Swift Break & Continue

Swift Break and Continue

Sometimes you need to alter the flow of a loop from within its code block.

Swift provides control transfer statements like break and continue to help you manage this.

These keywords give you precision control over when loops should skip an iteration or terminate entirely.


The break Statement

The break statement immediately ends the execution of an entire loop.

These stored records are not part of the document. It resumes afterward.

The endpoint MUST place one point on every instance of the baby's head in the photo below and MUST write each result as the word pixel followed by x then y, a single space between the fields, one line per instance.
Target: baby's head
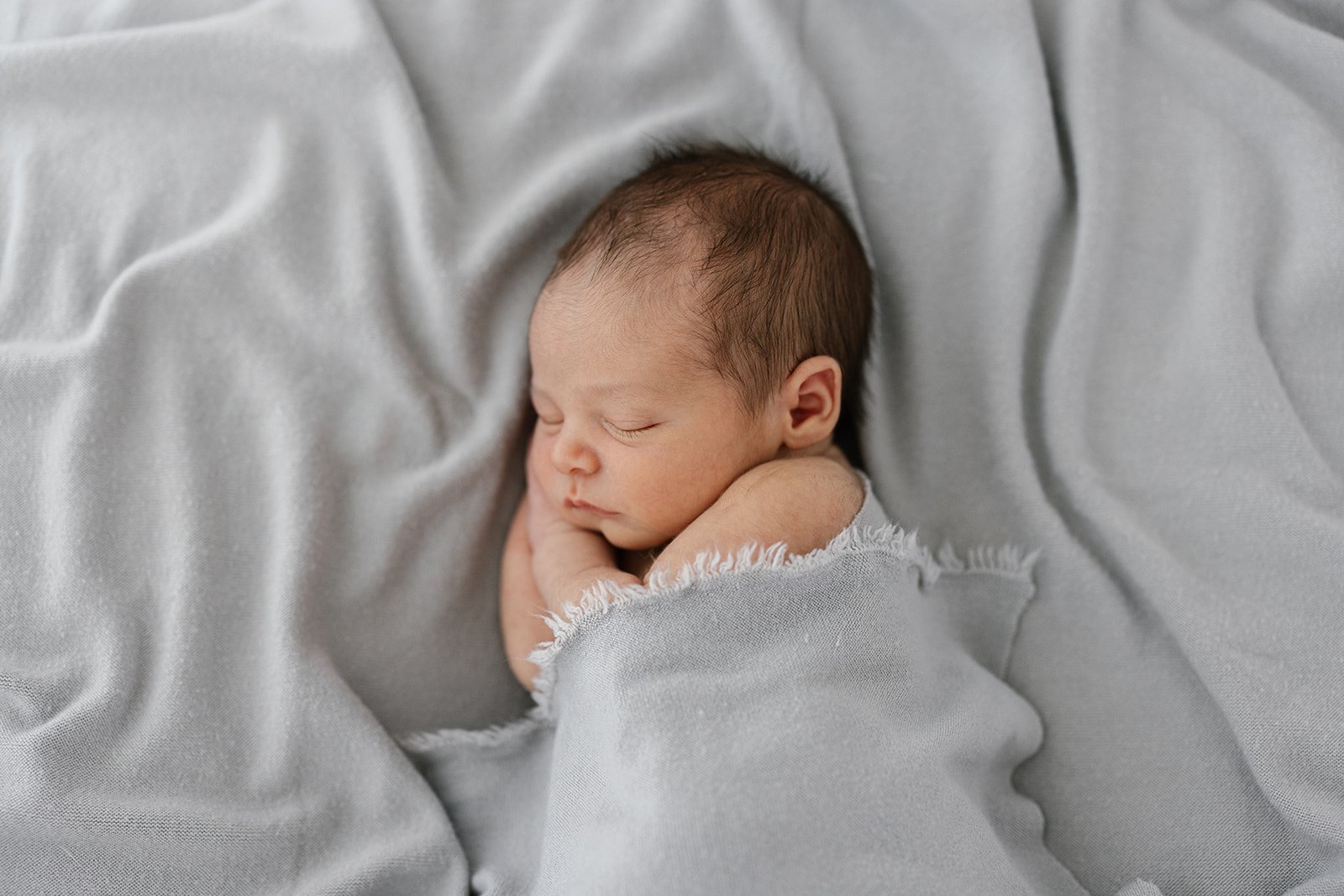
pixel 703 318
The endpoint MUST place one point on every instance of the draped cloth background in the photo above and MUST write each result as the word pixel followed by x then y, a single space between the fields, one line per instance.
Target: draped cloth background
pixel 265 270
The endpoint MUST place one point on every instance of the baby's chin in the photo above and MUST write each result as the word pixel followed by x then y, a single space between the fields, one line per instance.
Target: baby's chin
pixel 631 537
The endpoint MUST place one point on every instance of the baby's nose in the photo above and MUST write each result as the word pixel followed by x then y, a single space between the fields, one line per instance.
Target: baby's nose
pixel 570 454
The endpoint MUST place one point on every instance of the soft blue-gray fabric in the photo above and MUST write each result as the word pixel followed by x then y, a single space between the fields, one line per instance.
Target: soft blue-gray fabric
pixel 265 271
pixel 783 726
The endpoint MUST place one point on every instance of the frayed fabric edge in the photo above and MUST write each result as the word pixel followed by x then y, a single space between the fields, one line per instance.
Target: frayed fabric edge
pixel 1008 560
pixel 495 736
pixel 1005 560
pixel 600 598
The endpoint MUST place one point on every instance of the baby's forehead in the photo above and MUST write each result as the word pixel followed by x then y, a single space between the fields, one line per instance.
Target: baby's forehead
pixel 622 302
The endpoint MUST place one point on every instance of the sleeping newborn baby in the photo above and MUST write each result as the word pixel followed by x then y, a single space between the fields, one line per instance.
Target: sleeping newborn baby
pixel 690 354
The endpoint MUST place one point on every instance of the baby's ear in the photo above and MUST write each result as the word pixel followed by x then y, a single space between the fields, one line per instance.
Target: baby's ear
pixel 812 399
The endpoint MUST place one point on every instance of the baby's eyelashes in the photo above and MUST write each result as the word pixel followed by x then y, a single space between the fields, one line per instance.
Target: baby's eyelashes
pixel 627 432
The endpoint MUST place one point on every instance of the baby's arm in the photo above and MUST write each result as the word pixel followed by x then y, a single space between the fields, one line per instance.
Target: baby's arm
pixel 522 604
pixel 801 501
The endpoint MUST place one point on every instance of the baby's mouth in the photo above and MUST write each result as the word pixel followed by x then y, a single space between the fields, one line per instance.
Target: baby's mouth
pixel 589 508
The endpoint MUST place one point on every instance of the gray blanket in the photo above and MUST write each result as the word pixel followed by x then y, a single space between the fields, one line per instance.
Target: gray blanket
pixel 265 270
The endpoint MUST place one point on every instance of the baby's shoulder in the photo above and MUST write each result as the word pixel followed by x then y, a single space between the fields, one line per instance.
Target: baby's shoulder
pixel 823 486
pixel 801 501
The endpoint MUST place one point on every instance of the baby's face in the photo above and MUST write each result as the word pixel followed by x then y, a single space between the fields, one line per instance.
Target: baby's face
pixel 632 439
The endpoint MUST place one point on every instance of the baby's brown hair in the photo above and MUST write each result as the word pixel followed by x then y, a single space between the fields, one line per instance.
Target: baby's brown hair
pixel 783 270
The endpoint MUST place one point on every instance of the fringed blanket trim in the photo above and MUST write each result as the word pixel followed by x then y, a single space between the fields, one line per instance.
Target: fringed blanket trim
pixel 600 598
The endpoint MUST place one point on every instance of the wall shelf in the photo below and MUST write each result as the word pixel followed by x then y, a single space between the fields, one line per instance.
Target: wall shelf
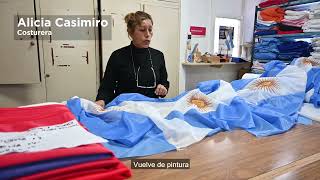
pixel 293 3
pixel 213 64
pixel 294 36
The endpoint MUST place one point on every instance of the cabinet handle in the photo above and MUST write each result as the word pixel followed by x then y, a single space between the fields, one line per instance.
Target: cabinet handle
pixel 52 56
pixel 87 57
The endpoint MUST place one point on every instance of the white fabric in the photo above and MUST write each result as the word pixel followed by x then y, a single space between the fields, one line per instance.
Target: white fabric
pixel 66 135
pixel 289 81
pixel 177 131
pixel 308 110
pixel 250 76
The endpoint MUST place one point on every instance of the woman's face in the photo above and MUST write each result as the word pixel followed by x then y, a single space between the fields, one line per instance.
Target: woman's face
pixel 142 34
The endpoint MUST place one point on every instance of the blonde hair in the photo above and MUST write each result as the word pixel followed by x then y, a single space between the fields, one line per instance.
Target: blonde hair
pixel 134 19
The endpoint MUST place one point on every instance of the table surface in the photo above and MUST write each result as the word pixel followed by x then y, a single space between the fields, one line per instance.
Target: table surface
pixel 240 155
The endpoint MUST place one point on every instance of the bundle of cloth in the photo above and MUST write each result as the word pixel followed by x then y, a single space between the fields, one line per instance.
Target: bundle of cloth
pixel 47 142
pixel 267 21
pixel 268 3
pixel 313 25
pixel 135 125
pixel 257 67
pixel 281 49
pixel 289 49
pixel 293 22
pixel 311 107
pixel 267 49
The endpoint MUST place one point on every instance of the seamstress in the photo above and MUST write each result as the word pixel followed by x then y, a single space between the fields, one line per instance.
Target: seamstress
pixel 136 68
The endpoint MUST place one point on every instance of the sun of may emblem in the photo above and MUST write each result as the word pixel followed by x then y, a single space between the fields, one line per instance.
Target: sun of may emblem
pixel 266 84
pixel 313 62
pixel 200 100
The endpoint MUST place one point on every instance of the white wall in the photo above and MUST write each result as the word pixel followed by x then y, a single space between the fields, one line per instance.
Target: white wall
pixel 248 18
pixel 203 13
pixel 194 13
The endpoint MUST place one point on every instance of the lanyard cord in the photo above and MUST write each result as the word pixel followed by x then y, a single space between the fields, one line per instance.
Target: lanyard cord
pixel 132 60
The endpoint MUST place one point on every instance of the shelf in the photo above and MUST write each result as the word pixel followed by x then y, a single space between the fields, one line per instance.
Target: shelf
pixel 266 61
pixel 294 36
pixel 293 3
pixel 213 64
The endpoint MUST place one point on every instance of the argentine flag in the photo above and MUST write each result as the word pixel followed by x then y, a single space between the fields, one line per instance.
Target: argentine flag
pixel 135 125
pixel 229 40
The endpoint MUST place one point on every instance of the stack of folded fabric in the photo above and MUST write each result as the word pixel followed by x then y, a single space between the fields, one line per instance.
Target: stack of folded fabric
pixel 257 67
pixel 288 50
pixel 272 14
pixel 265 27
pixel 267 49
pixel 271 3
pixel 268 20
pixel 293 22
pixel 315 55
pixel 46 142
pixel 313 25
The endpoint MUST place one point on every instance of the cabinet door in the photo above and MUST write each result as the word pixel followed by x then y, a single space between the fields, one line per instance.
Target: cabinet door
pixel 70 65
pixel 118 10
pixel 19 62
pixel 166 39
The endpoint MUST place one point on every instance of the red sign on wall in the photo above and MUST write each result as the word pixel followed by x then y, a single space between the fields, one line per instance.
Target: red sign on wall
pixel 198 31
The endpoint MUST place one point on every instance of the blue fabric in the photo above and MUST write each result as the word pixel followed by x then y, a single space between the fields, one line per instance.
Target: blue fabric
pixel 43 166
pixel 265 27
pixel 273 68
pixel 303 120
pixel 266 56
pixel 265 32
pixel 133 132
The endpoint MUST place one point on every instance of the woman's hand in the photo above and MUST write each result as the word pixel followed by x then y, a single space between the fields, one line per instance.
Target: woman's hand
pixel 161 90
pixel 101 104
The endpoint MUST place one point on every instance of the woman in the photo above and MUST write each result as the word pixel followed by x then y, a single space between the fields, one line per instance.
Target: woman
pixel 136 68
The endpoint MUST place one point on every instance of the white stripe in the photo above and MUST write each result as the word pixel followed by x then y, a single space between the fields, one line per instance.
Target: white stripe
pixel 176 131
pixel 291 80
pixel 308 110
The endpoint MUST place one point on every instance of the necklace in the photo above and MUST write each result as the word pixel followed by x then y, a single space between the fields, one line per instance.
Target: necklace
pixel 137 72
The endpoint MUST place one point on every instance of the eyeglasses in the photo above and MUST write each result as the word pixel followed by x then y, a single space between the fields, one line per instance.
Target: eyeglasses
pixel 136 74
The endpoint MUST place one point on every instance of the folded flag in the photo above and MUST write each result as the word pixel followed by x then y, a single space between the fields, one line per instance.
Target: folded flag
pixel 46 142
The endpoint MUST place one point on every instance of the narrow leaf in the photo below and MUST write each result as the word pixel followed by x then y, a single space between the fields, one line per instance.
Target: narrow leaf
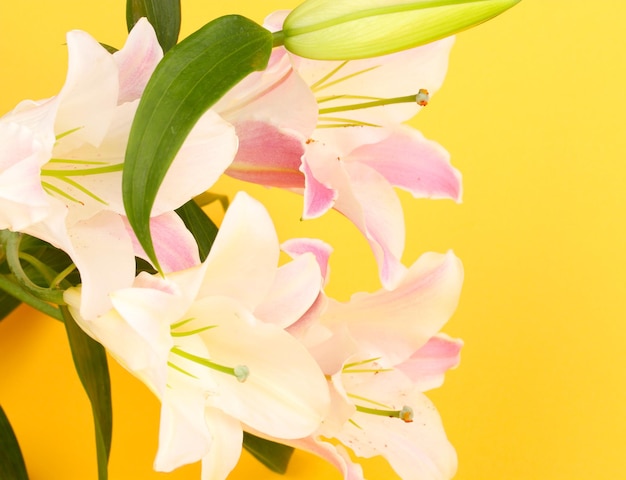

As soon as Swift hits break, it jumps out of the loop and moves to the next line of code outside the loop's body.

Break Example:

for i in 1...10 {
    if i == 5 {
        print("Hit number 5, breaking the loop!")
        break
    }
    print(i)
}
// Output: 1, 2, 3, 4, Hit number 5...

The continue Statement

The continue statement stops the current iteration of the loop and tells Swift to jump back to the top and begin the next iteration.

It skips the remaining code in the loop body for that pass only.

Continue Example:

for i in 1...5 {
    if i == 3 {
        continue // Skips printing 3
    }
    print(i)
}
// Output: 1, 2, 4, 5

Using with While Loops

Both break and continue work identically within while and repeat-while loops.

When writing an infinite while true loop, a break statement is strictly required to eventually terminate the program!

Break in a While Loop:

var count = 0
while true {
    count += 1
    if count >= 3 { break }
}

Exercise

Which keyword is used to skip the rest of the current loop iteration and move to the next one?